Insbesondere bei einem wichtigen Punkt, nämlich der Unmöglichkeit, gegen Bundesgesetze klagen zu können, sieht die Linke ihr Recht auf eine wirksame parlamentarische Kontrolle der Regierung verletzt. Dagegen hat sie nun Klage beim Bundesverfassungsgericht eingereicht.

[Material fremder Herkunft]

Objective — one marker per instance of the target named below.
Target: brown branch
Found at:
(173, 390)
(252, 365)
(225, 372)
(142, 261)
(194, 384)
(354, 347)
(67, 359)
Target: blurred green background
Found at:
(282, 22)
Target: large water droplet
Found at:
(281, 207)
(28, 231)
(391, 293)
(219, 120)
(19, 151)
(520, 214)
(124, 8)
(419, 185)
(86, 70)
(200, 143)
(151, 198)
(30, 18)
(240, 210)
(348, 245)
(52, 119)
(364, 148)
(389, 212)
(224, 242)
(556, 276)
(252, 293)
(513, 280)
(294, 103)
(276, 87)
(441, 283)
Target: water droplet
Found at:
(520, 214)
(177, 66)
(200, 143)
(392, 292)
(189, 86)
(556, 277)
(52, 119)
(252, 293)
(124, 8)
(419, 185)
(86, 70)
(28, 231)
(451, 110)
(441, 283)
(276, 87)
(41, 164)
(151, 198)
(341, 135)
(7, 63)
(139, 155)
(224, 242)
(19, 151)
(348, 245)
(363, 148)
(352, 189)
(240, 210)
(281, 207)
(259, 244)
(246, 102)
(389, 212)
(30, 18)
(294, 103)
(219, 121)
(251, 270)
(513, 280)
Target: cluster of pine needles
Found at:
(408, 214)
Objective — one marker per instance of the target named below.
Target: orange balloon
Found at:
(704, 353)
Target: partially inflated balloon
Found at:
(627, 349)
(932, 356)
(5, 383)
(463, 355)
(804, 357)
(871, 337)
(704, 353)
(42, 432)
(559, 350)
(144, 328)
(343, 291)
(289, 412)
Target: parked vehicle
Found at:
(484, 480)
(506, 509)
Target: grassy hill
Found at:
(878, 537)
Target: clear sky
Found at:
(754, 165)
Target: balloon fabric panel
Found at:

Schon kurz nach der schwarz-roten Regierungsbildung schlug die Debatte um die Minderheitenrechte der Opposition hohe Wellen. Union und SPD stellen immerhin 80 Prozent aller Bundestagsmandate. Nur die Große Koalition zwischen 1966 und 1969 verfügte über eine noch größere Mehrheit. Die restlichen 20 Prozent bilden Linke und Grüne. Nach den ursprünglichen Regularien war aber ein Stimmenanteil von wenigstens 25 Prozent, zum Teil auch von einem Drittel erforderlich, um wichtige Oppositionsrechte wie etwa die Einsetzung eines Untersuchungsausschusses durchzusetzen. Am Ende verständigten sich Regierungsparteien und Opposition auf neue Spielregeln im Bundestag.

In einem zentralen Punkt ließen Union und SPD jedoch nicht mit sich reden: Eine Normenkontrollklage in Karlsruhe, um Gesetze auf ihre Verfassungsmäßigkeit hin überprüfen zu lassen, bleibt der Mini-Opposition weiter verwehrt. In der Vergangenheit waren dadurch zum Beispiel die Gesetze zum Schwangerschaftsabbruch und zur Parteifinanzierung gekippt worden.

Laut Grundgesetz müssen für eine Normenkontrollklage ebenfalls mindestens 25 Prozent der Bundestagsabgeordneten grünes Licht geben. Oder eine Landesregierung. Da es in Deutschland aber praktisch keine Regierung ohne CDU- oder SPD-Beteiligung gibt, ist dieses Kontrollinstrument ausgehebelt.

Klagen können zwar weiterhin auch betroffene Einzel-Personen. Anders als bei Klagen von Staatsorganen geht der Weg dann aber durch alle juristischen Instanzen, was viele Jahre dauern kann.

Die fast einhundert Seiten lange Klageschrift der Linken sieht nun vor, dass auch die "Gesamtheit der Fraktionen, die nicht die Bundesregierung tragen" ein Normenkontrollverfahren erzwingen kann. Die entsprechende Formulierung - gemeint ist praktisch die Opposition, unabhängig von ihrer Stärke - soll ins Grundgesetz aufgenommen werden. Das Problem ist allerdings, dass für eine Grundgesetzänderung eine Zwei-Drittel-Mehrheit im Bundestag erforderlich ist, also auch SPD und Union zustimmen müssten.

Noch vertrackter wird die Sache, wenn man bedenkt, dass die Linke gewissermaßen gegen die Verfassung selbst klagt. Kann die Verfassung selbst verfassungswidrig sein? Kann das Gericht den Gesetzgeber dazu zwingen, mit Zwei-Drittel-Mehrheit eine Änderung herbeizuführen? Linksfraktionschef Gregor Gysi erklärte diese paradoxe Situation am Dienstag in Berlin damit, dass man halt auch "das Grundgesetz ändern muss, um bestehende Prinzipien des Grundgesetzes aufrecht zu erhalten". Der Verfassungsrechtler Hans-Peter Schneider, er hatte die Klage für die Linke ausgearbeitet, räumte zwar ein, dass man damit Neuland betrete. Doch hätten viele Urteile gezeigt, dass Karlsruhe großen Wert auf die Rechte der Opposition lege.

Munition für die Kläger ist dabei auch die grundsätzliche Einwilligung von Union und SPD, die Regularien des Bundestages zugunsten der Opposition zu ändern. Da dies aber nur in der Geschäftsordnung geschah und nicht im Grundgesetz, habe man es in den Regularien des Bundestags nun mit "verfassungswidrigem Recht" zu tun, argumentierte Schneider.

Hätte sie die Möglichkeit einer Normenkontrollklage, dann würde die Linke laut Gysi das jüngste Gesetz zur Mütterrente wegen der unterschiedlichen Ost-West-Regelung verfassungsrechtlich überprüfen lassen. Ebenso das Gesetz zum Mindestlohn, weil es verschiedene Ausnahmen etwa für Langzeitarbeitslose enthält. Völlig offen ist allerdings, wann das Bundesverfassungsgericht in Karlsruhe zu einem Urteil kommt, ja, ob die Richter die Klage überhaupt annehmen.